本文是《医学信息方法》关于“医疗保健中的大数据与分析”这一重点主题的一部分。
医院再入院会增加医疗成本,并给医护人员和患者带来极大困扰。因此,医疗保健机构非常有兴趣预测哪些患者有再次入院的风险。然而,当前基于逻辑回归的风险预测模型应用于医院管理数据时,预测能力有限。同时,尽管决策树和随机森林已被应用,但它们对于医院从业者来说往往过于复杂而难以理解。
探索使用条件逻辑回归来提高预测准确性。
我们分析了一个全州范围的医疗保健成本和利用项目(HCUP)住院患者出院记录数据集,其中包括来自加利福尼亚州的患者人口统计学、临床和护理利用数据。我们提取了在11个月期间有住院经历的心力衰竭医疗保险受益人的记录。我们通过欠采样纠正了数据不平衡问题。在我们的研究中,我们首先应用标准逻辑回归和决策树来获得有影响的变量并得出具有实际意义的决策规则。然后我们对原始数据集进行分层,并对每个数据层应用逻辑回归。我们进一步探索了逻辑回归建模中交互变量的影响。我们进行交叉验证以评估条件逻辑回归(CLR)的整体预测性能,并将其与标准分类模型进行比较。

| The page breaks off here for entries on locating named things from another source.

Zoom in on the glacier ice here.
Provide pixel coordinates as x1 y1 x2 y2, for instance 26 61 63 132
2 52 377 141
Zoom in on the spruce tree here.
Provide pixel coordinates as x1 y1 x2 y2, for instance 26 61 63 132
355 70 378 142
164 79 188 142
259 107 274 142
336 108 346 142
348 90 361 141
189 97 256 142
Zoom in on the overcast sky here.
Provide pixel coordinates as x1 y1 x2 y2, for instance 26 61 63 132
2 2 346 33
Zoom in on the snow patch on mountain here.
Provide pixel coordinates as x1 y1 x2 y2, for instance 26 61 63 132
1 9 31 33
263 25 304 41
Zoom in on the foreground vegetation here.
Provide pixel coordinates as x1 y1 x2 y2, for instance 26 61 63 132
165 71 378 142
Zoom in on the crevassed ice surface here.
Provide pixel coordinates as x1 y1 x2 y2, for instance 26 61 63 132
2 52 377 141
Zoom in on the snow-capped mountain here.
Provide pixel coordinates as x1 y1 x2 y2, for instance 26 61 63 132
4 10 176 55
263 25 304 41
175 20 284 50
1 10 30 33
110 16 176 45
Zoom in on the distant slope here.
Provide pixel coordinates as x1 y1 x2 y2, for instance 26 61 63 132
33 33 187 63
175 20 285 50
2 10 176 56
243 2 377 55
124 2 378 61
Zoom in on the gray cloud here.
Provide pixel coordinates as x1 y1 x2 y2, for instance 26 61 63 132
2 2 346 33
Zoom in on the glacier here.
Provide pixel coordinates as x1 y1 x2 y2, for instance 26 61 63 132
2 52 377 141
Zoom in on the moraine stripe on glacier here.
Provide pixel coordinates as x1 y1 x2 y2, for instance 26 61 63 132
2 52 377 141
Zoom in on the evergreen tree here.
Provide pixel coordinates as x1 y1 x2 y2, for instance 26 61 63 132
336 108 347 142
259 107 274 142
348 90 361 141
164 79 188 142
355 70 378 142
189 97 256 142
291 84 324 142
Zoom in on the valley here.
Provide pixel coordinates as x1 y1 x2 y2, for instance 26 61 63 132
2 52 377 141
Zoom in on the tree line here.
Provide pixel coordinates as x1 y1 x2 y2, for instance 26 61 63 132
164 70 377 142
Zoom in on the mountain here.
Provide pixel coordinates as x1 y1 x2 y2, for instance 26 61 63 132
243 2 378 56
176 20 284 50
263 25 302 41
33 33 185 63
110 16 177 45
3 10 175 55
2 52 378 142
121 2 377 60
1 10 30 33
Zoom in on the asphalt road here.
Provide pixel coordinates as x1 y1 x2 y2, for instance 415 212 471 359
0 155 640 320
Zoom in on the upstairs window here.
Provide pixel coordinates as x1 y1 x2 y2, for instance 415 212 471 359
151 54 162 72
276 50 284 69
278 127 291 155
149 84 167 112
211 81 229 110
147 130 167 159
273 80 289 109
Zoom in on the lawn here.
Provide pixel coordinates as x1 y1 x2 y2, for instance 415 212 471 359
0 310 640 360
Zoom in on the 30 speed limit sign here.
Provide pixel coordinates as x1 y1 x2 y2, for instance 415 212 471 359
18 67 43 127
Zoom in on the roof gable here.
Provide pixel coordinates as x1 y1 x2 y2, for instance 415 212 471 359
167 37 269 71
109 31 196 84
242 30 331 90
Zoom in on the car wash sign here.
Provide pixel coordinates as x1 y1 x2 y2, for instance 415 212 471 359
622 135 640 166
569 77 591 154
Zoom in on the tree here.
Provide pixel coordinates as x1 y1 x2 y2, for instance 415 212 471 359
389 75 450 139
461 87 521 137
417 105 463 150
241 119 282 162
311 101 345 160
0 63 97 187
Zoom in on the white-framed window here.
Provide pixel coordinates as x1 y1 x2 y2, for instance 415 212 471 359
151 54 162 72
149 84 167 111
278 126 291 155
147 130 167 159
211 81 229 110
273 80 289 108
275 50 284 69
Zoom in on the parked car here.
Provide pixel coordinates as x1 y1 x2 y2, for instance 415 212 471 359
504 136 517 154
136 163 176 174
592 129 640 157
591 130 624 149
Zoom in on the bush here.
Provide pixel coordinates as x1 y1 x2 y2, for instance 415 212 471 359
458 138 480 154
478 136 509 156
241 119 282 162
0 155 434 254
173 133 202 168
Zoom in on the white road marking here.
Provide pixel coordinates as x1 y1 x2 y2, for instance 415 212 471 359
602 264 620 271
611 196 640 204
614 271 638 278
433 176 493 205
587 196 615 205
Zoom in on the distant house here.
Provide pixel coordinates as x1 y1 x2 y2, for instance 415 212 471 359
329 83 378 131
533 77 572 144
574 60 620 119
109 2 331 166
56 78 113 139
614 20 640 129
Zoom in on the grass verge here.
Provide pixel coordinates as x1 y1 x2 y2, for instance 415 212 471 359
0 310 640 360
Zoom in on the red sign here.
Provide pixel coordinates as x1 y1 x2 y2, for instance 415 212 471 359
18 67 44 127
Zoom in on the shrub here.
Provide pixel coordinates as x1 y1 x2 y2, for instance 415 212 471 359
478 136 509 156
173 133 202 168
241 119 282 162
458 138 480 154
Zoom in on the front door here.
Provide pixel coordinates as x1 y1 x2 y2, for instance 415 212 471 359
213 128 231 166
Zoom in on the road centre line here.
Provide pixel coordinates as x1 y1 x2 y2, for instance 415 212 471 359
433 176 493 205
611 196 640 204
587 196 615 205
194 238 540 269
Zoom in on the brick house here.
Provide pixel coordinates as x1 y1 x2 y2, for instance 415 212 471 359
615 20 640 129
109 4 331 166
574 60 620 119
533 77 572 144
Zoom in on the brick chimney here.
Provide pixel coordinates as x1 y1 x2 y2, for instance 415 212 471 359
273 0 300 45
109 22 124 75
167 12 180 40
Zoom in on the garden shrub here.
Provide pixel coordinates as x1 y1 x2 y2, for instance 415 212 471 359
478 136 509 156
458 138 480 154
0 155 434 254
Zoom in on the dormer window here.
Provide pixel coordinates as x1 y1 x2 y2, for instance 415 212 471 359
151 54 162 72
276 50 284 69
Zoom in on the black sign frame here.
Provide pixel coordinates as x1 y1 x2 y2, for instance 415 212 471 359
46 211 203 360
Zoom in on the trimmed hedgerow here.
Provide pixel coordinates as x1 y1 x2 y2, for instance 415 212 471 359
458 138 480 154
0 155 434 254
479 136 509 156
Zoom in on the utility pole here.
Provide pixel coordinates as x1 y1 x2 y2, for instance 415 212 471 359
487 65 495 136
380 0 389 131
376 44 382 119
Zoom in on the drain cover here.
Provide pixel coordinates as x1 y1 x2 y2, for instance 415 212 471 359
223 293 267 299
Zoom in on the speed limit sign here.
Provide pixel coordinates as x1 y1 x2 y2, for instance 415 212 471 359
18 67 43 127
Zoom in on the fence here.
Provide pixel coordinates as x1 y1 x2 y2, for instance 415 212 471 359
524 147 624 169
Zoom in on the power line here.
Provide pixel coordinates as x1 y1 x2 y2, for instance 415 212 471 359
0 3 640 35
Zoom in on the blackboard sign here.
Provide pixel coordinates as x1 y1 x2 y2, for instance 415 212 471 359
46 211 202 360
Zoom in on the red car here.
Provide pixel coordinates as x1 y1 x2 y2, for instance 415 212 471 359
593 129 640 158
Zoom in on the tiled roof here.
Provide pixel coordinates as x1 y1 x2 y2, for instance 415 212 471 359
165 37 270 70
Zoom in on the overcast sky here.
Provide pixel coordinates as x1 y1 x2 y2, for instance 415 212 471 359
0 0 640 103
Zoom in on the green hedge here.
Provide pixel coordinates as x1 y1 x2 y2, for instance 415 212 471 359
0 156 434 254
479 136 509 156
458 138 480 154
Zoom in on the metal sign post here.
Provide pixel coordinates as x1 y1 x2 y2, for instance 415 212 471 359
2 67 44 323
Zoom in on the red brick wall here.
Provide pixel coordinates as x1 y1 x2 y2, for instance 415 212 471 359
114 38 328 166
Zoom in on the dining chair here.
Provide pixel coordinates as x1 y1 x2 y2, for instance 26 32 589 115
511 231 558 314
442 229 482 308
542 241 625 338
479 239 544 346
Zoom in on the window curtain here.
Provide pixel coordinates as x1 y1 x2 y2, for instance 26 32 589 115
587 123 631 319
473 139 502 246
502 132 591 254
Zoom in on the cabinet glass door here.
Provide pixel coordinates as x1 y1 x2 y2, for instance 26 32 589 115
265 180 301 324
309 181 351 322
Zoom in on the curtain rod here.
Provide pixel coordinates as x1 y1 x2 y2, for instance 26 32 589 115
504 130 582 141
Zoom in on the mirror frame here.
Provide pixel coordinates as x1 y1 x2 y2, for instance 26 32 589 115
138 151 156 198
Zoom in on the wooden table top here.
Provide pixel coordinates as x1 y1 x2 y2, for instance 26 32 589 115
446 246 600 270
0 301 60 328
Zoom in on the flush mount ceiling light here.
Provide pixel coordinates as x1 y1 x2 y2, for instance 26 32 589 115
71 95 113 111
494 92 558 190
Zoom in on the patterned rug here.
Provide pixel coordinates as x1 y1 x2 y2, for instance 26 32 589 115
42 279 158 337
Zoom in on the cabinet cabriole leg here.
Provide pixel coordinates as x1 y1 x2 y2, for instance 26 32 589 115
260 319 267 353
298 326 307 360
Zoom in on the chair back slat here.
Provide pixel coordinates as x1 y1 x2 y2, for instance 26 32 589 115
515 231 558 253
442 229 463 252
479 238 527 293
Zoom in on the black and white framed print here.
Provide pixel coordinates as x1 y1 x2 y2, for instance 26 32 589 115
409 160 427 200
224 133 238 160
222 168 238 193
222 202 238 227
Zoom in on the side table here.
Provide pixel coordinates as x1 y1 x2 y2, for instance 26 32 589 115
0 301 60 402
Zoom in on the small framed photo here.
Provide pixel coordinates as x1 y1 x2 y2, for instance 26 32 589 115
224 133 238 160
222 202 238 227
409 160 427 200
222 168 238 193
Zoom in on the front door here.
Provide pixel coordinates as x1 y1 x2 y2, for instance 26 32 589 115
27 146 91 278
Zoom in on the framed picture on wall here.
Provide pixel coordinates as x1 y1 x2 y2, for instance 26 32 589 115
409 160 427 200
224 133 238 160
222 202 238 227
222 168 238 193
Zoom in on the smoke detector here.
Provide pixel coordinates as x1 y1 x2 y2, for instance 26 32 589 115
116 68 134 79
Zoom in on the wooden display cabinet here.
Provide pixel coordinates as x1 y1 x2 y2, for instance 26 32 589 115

所开发的CLR模型优于几种标准分类模型(例如,直接逻辑回归、逐步逻辑回归、随机森林、支持向量机)。例如,最佳的CLR模型比直接逻辑回归模型的分类准确率提高了近20%。此外,所开发的CLR模型比标准分类模型的敏感性往往高出10%以上,这意味着在加利福尼亚州,一年中可以多正确识别400 - 500例心力衰竭患者的再入院情况。最后,从HCUP数据中识别出的几个关键预测因素包括出院处置地点、慢性病数量和急性手术数量。
以临时方式应用从决策树获得的简单决策规则来指导队列分层将是有益的。在为不同数据层构建逻辑回归模型时,探索有影响的预测因素之间成对交互的影响可能具有潜在益处。明智地使用所开发的临时CLR模型为医院再入院预测模型的未来发展提供了见解,这可以在识别高危患者和制定有效的出院后护理策略方面带来更好的直觉。最后,本文有望提高对收集额外标志物数据以及为再入院风险预测的大规模探索性研究开发必要数据库基础设施的认识。